Nsuuta and Akilisa, Kirabo’s grandmother, had been best friends when they were young but this relationship was compromised by a pact made as children and a hyper critical society. As the book continues the reader realizes that the story is actually about Akilisa and Nsuuta and how these two old women have lived their life through the decisions they made but also through decisions that where imposed on them merely for being women. Nsuuta especially is an passionate believer of mwenkanonkano and teaches Kirabo to be forgiving of the women around her as often they find themselves in impossible situations. This is perfectly shown in the book in a short discussion between two characters, one woman and one man:
…Ssozi was heard exclaiming, ‘Women, kdto. They are like Zungu chickens in a pen. If you don’t debeak them they turn on each other and peck, kyo-kyo, kyo-kyo, kyo-kyo.’
Nsangi shot up like a teenager…. ‘Mr Sozi,’ she called too politely, ‘I am only asking like a chicken does; why keep the Zungu chickens in confinement? Why not let them out to roam and scratch and peck at insects and worms and see if they come home in the evening and peck each other? Why debeak hens for something you are doing wrong?’
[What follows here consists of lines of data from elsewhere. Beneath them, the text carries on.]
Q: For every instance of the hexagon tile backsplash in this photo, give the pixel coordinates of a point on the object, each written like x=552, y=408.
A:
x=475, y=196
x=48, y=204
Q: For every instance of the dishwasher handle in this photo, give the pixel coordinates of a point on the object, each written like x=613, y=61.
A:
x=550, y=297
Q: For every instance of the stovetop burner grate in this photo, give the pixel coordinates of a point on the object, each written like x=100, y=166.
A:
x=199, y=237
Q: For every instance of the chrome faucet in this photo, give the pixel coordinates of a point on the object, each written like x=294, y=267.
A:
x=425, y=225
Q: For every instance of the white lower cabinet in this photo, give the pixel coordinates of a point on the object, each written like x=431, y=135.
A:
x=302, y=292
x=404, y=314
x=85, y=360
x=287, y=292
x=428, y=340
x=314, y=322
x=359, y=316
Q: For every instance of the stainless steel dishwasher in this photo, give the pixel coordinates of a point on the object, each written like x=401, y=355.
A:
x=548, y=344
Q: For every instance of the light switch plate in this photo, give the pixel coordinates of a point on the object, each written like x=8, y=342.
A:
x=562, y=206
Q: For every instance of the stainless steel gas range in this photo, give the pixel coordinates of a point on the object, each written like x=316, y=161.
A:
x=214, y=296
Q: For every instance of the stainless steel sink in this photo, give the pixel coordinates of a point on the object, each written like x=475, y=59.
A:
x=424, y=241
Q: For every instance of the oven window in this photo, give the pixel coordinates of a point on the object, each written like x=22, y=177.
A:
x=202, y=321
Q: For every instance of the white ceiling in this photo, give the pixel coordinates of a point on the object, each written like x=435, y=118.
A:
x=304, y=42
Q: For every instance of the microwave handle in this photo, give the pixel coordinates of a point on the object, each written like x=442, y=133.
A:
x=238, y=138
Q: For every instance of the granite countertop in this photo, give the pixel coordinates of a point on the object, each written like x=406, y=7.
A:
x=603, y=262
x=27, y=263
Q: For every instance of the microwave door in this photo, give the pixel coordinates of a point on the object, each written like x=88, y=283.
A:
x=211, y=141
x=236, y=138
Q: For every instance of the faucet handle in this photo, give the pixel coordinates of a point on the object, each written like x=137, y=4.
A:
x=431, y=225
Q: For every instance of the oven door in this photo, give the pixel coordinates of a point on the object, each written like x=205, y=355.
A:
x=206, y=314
In this manner the book manages to show that often when women mistreat or are evil to one another they are reacting to a hostile environment rather than acting on their own volition. More than this, Makumbi shows too how women continue to fight against their oppression. She shows the bravery of women who dare to speak up and challenge culture and how these women have been around for centuries, so far back in history that their stories are even told as myths. She also shows how mwenkanonkano is rooted in the ways of the Buganda whose women have always advocated for their rightful place in society.
What I love most about this book is that it shows the diversity of women and the different paths they may take to carve out their path in a patriarchal society. Makumbi does not demonize women who wonder away from the traditional path in, for example, not getting married. Makumbi shows that there is an infinite diversity of women and their lives in Uganda in both the past and the present and that this diversity will inevitably continue in the future. This is a book that any advocate for mwenkanonkano would love and one that everyone should read is the chance presents itself, especially all of our brothers.